Within the OpenStack keystone package the file /etc/keystone/ec2rc is world readable and contains: === ADMIN_ACCESS=109a7daa83054fc58ec8ade83b114117 ADMIN_SECRET=3bbbcba9514e4e8e8d0eb9e528754091 DEMO_ACCESS=81c2326383e34b888e0589057bc7fae2 DEMO_SECRET=ceb87a47838a442ea2923ad1bd6f0a16 === Also please note that the /etc/keystone/ directory should probably not be world readable at all.
/etc/keystone/ec2rc is not included in openstack-keystone RPM, it's produced by sample_data.sh script https://github.com/openstack/keystone/blob/master/tools/sample_data.sh#L259 We'll patch that part out, neither sample script nor ec2rc file is documented in our guide: https://access.redhat.com/knowledge/docs/en-US/Red_Hat_OpenStack_Preview/1/html/Getting_Started_Guide/index.html
Created attachment 641626 [details] Proposed patch
> Also please note that the /etc/keystone/ directory should probably not be world readable at all. Instead of proposed patch, we cloud just fix that in spec: -%dir %{_sysconfdir}/keystone +%dir %attr{0750, root, keystone} %{_sysconfdir}/keystone
Created openstack-keystone tracking bugs for this issue Affects: epel-6 [bug 876287]
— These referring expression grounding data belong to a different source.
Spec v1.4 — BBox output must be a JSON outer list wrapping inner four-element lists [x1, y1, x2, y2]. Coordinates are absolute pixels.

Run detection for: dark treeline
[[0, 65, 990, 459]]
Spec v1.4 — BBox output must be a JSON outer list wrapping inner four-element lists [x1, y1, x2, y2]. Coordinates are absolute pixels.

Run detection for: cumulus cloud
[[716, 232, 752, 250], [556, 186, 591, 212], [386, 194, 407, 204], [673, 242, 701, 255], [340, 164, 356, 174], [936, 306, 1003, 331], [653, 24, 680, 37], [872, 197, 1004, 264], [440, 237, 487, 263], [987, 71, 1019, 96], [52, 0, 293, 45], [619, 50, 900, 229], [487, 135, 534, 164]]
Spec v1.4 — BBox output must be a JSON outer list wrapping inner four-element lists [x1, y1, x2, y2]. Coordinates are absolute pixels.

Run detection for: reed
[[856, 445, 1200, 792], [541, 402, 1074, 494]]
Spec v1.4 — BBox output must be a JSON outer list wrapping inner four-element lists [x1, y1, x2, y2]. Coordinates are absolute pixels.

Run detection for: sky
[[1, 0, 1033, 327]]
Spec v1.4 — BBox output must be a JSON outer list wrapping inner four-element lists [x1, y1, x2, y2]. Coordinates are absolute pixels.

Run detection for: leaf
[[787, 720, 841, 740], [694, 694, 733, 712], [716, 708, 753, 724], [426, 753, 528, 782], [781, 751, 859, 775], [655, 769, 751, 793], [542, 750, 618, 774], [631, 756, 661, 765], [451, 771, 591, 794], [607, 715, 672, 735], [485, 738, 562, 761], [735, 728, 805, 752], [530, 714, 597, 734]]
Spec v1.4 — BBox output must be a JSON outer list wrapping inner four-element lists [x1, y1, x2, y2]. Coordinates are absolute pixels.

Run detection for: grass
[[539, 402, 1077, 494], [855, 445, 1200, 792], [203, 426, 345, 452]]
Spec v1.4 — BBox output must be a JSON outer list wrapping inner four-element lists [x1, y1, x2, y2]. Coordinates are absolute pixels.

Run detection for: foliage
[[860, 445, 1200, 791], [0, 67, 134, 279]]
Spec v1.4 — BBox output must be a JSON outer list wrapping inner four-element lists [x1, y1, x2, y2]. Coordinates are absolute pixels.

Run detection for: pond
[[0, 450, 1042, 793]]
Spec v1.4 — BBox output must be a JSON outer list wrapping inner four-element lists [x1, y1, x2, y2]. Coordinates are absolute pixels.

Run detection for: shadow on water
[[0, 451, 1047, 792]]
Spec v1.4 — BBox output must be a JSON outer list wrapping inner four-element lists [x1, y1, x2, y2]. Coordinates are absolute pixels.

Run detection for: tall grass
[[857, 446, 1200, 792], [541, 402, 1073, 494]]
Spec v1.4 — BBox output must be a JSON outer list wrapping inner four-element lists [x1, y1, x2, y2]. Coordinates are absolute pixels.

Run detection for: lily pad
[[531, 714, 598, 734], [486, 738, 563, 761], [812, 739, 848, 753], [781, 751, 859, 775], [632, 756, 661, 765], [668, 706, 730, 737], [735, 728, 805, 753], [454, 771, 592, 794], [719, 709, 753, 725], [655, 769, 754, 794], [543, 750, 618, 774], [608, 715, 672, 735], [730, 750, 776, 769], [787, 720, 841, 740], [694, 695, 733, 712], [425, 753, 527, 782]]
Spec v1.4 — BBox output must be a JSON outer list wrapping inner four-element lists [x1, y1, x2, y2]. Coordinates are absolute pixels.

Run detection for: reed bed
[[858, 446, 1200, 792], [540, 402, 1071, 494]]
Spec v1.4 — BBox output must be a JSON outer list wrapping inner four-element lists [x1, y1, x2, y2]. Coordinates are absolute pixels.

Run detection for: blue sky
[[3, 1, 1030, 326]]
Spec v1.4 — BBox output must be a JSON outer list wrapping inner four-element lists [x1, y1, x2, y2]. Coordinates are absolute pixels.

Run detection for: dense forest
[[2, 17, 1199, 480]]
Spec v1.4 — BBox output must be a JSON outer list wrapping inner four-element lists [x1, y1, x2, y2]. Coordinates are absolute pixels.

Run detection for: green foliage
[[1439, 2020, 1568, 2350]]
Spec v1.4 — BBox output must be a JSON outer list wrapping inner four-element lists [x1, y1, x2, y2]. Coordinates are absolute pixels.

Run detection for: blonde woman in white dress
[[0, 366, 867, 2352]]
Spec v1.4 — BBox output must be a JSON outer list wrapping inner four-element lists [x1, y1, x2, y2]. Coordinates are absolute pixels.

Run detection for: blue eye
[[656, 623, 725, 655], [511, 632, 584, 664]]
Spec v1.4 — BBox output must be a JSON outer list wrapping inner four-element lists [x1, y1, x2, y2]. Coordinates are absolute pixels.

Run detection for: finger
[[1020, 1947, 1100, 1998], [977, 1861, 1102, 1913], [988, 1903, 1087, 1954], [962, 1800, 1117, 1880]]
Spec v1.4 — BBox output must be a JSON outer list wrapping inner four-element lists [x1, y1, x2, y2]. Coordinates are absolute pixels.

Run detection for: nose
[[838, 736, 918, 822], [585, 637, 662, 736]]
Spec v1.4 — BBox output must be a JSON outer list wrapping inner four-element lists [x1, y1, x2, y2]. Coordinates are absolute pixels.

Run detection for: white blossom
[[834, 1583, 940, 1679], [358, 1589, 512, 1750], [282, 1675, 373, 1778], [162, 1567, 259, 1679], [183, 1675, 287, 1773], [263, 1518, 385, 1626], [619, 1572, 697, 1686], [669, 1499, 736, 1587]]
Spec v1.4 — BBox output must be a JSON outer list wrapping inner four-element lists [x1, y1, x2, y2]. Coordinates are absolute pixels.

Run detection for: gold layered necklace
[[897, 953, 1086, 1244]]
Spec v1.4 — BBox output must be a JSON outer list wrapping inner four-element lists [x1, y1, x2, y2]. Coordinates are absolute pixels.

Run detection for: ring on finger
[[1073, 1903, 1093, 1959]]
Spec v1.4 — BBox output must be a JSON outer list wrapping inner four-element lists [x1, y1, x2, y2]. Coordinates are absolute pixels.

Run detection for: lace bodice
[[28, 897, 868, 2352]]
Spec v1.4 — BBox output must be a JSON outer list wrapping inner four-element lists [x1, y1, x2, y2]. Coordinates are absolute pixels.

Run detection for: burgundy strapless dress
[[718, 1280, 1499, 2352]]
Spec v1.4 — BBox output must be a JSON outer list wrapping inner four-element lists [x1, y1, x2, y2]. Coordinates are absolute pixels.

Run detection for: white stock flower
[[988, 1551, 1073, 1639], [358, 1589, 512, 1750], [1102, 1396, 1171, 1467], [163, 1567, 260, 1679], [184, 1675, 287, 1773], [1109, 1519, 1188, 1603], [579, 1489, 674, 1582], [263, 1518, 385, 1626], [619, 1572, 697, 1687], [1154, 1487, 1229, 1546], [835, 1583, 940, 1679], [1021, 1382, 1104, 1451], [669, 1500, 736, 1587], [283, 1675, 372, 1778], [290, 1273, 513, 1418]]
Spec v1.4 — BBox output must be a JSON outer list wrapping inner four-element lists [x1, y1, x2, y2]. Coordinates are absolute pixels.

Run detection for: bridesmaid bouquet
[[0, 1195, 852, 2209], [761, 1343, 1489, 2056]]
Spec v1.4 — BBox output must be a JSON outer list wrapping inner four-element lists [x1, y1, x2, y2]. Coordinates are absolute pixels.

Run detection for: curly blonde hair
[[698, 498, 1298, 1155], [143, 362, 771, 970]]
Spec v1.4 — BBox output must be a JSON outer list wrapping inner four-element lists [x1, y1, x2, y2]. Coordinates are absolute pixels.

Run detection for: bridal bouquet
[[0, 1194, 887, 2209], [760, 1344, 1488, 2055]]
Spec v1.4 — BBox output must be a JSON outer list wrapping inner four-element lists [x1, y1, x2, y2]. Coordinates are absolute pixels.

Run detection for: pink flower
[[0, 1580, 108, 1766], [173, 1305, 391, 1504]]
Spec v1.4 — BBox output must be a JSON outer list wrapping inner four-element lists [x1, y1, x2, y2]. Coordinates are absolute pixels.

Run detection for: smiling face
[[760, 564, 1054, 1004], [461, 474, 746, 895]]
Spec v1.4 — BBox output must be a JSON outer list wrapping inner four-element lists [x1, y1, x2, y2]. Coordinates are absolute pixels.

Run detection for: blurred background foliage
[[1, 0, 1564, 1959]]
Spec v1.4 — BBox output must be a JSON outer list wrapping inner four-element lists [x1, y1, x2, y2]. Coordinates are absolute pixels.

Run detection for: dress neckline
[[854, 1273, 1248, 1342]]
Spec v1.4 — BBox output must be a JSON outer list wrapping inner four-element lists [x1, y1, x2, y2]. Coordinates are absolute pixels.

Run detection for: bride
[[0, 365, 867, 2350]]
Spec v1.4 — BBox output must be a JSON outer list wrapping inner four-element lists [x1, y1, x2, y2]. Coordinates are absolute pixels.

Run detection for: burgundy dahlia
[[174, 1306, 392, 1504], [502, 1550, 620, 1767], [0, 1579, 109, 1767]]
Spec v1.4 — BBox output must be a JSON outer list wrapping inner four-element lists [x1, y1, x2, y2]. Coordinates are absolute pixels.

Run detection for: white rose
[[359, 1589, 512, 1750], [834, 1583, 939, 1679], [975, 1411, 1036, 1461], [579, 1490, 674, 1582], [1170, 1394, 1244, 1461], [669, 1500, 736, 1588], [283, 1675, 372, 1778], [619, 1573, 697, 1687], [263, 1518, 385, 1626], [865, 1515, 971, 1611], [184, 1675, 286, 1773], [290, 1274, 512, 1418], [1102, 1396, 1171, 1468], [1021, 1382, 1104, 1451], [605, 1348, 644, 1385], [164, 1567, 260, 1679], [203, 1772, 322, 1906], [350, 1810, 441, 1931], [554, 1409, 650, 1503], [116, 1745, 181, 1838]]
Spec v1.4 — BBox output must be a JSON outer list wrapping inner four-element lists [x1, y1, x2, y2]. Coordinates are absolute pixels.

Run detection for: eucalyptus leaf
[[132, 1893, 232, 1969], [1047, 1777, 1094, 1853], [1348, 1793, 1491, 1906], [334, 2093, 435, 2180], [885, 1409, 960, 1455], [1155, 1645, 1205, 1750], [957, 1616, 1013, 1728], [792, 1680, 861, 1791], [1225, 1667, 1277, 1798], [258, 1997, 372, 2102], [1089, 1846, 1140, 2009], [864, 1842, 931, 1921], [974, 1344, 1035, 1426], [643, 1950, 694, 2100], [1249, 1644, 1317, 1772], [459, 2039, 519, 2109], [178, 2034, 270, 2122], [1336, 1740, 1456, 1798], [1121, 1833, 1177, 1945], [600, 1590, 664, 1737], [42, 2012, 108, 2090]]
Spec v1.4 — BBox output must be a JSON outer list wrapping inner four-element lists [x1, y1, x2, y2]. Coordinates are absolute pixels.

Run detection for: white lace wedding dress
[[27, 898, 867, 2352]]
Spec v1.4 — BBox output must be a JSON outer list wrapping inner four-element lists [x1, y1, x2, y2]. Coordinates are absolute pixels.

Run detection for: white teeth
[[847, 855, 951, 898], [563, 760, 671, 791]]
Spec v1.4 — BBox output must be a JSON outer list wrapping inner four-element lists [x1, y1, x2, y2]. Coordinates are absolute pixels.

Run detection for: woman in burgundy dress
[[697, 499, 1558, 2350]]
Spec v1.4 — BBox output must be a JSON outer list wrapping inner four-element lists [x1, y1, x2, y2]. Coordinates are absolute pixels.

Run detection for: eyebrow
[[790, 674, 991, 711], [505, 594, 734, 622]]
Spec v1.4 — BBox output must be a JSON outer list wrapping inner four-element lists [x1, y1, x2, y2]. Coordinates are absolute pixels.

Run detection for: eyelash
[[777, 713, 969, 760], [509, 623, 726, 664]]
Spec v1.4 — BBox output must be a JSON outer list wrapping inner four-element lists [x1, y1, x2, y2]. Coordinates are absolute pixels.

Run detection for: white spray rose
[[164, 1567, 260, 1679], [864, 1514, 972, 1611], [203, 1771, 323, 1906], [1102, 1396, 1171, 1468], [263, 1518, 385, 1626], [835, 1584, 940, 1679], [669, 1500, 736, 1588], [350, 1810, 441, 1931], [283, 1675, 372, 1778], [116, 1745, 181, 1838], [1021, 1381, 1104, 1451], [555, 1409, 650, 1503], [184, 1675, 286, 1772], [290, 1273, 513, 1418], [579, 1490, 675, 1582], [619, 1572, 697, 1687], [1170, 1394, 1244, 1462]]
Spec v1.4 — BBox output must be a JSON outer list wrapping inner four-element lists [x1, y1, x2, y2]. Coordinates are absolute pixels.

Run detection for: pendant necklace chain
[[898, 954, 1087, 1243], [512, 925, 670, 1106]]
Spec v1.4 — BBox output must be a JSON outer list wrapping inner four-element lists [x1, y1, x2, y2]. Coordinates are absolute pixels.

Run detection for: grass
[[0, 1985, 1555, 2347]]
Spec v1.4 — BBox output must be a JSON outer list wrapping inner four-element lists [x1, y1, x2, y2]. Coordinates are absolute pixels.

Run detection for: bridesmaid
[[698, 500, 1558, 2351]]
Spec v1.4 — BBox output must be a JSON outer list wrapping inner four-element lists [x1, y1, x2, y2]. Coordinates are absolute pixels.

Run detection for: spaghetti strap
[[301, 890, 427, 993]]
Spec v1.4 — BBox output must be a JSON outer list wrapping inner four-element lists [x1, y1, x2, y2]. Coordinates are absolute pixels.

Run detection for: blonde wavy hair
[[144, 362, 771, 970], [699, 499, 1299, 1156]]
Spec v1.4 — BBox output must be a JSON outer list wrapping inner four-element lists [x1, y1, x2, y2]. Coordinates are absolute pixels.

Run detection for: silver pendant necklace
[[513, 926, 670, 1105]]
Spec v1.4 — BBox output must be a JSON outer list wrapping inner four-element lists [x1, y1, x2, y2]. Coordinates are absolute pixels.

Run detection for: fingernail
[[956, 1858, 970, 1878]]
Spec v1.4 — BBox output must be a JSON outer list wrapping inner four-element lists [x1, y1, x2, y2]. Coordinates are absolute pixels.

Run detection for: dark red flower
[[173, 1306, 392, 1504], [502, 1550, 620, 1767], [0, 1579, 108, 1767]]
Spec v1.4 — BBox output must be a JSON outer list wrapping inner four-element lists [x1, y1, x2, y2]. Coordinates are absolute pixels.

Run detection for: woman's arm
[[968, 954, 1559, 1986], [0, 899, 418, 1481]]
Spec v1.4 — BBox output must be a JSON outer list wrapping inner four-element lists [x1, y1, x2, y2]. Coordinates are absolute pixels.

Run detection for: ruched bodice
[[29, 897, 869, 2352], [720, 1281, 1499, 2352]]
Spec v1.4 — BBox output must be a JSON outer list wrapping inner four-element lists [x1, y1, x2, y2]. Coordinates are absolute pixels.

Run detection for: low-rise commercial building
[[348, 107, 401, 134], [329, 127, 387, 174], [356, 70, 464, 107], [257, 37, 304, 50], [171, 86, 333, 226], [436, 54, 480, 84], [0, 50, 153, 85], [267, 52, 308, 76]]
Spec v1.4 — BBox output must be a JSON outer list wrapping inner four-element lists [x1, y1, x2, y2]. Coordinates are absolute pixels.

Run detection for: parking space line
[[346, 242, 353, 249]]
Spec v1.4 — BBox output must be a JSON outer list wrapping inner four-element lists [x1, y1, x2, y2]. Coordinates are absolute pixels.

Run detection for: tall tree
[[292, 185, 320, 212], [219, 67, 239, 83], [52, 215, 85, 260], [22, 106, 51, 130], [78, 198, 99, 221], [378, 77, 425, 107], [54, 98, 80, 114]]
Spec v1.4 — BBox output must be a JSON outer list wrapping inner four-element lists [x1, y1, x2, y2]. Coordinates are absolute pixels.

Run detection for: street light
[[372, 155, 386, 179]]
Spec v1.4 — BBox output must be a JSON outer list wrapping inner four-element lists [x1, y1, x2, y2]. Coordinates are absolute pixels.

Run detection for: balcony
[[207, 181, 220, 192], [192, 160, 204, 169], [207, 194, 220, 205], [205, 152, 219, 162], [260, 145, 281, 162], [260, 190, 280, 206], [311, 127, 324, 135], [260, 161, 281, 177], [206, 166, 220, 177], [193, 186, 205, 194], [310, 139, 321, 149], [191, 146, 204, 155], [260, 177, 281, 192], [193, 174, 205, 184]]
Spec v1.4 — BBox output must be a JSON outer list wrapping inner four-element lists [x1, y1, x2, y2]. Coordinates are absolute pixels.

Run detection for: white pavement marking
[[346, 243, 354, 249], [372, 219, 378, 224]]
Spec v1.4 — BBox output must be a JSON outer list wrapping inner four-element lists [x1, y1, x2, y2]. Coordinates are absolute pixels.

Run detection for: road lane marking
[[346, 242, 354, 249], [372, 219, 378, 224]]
python-keystoneclient-0.1.3.27-1.el6, python-glanceclient-0.5.1-1.el6, python-websockify-0.2.0-1.el6, novnc-0.4-2.el6, python-prettytable-0.6.1-1.el6, openstack-quantum-2012.2-2.el6, python-quantumclient-2.1.1-0.el6, python-cinderclient-0.2.26-1.el6, python-novaclient-2.9.0-1.el6, python-django-openstack-auth-1.0.2-3.el6, openstack-nova-2012.2-2.el6, openstack-cinder-2012.2-3.el6, openstack-utils-2012.2-6.el6, openstack-glance-2012.2-3.el6, python-django-horizon-2012.2-4.el6, openstack-keystone-2012.2-5.el6 has been pushed to the Fedora EPEL 6 stable repository. If problems still persist, please make note of it in this bug report.
Acknowledgements: This issue was discovered by Kurt Seifried of the Red Hat Security Response Team.
This issue has been addressed in following products: OpenStack Essex for RHEL 6 Via RHSA-2012:1556 https://rhn.redhat.com/errata/RHSA-2012-1556.html
openstack-keystone-2012.1.3-3.fc17 has been pushed to the Fedora 17 stable repository. If problems still persist, please make note of it in this bug report.